The NSW Government has launched a new Aboriginal Ranger Program designed to enhance Aboriginal peoples’ connection to country and provide meaningful career pathways.


Minister for Agriculture and Western NSW Dugald Saunders said the $5.95 million program will create genuine employment and training opportunities for Aboriginal people and communities across NSW.


“This is an exciting new initiative that will not only develop skills and experience for those involved, but also increase the inclusion of traditional land management practices in on-ground projects and programs across the State,” Mr Saunders said.


“These Rangers will help engage local communities in landscape management and will create unique opportunities for Local Land Services to work and walk together with Aboriginal people and communities.”


Delivered across the Riverina, Murray, Central and North West, the program will see 22 new Aboriginal staff recruited, including 16 trainee rangers based in local towns.

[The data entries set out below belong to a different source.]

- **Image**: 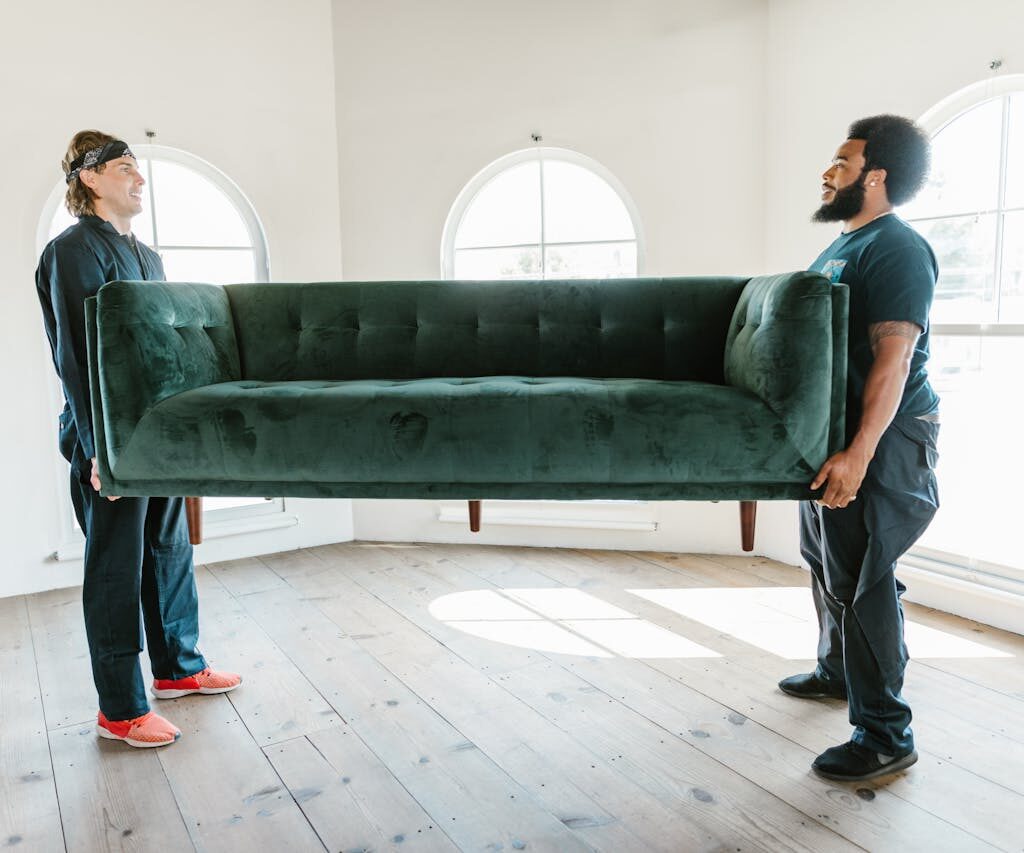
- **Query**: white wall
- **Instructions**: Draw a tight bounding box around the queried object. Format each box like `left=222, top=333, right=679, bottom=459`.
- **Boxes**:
left=0, top=0, right=351, bottom=596
left=764, top=0, right=1024, bottom=269
left=334, top=0, right=767, bottom=279
left=764, top=0, right=1024, bottom=632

The Rangers will work on key parts of the Local Land Services operation, including assisting landholders with livestock health, pests and weeds, biosecurity matters, native vegetation, and managing travelling stock routes.

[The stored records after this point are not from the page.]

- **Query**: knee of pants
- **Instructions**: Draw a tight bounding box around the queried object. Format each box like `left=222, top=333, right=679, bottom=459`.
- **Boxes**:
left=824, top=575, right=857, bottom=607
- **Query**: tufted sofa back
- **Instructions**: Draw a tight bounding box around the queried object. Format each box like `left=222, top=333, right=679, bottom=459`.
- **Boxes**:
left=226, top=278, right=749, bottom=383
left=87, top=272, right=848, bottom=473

“The trainees will receive culturally safe training, mentoring and support across all areas of the Local Land Services business including conservation and ecosystem management, pest animal control, Aboriginal site identification and protection and more,” Mr Saunders said.


“Importantly, it will also provide employee and organisational growth through increased workforce diversity.”

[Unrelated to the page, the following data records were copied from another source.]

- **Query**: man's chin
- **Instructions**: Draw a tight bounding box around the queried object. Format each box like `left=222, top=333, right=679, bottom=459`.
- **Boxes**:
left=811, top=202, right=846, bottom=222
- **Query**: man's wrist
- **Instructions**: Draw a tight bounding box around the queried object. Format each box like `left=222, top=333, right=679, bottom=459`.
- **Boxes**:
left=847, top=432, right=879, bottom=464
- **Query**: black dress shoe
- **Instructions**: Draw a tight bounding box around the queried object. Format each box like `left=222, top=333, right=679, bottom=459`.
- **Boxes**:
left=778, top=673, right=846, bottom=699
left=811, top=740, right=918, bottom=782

Minister for Aboriginal Affairs Ben Franklin said the NSW Government is committed to providing career pathways and meaningful employment for Aboriginal people.


“Culture and country is at the core of every Aboriginal person’s identity and sense of belonging. It is our hope that through this program we will create life changing outcomes for our communities,” Mr Franklin said.


Local Land Services Business Partner Aboriginal Cultural Engagement and Gamilaraay
man Graham Kelly said the program will champion opportunities for Aboriginal people and provide participants with accelerated exposure to Local Land Services and its operations.


“This program offers experience, exposure and development in our Land Services and Biosecurity teams and strengthens our ability to offer a career pathway to young Aboriginal people,” Mr Kelly said.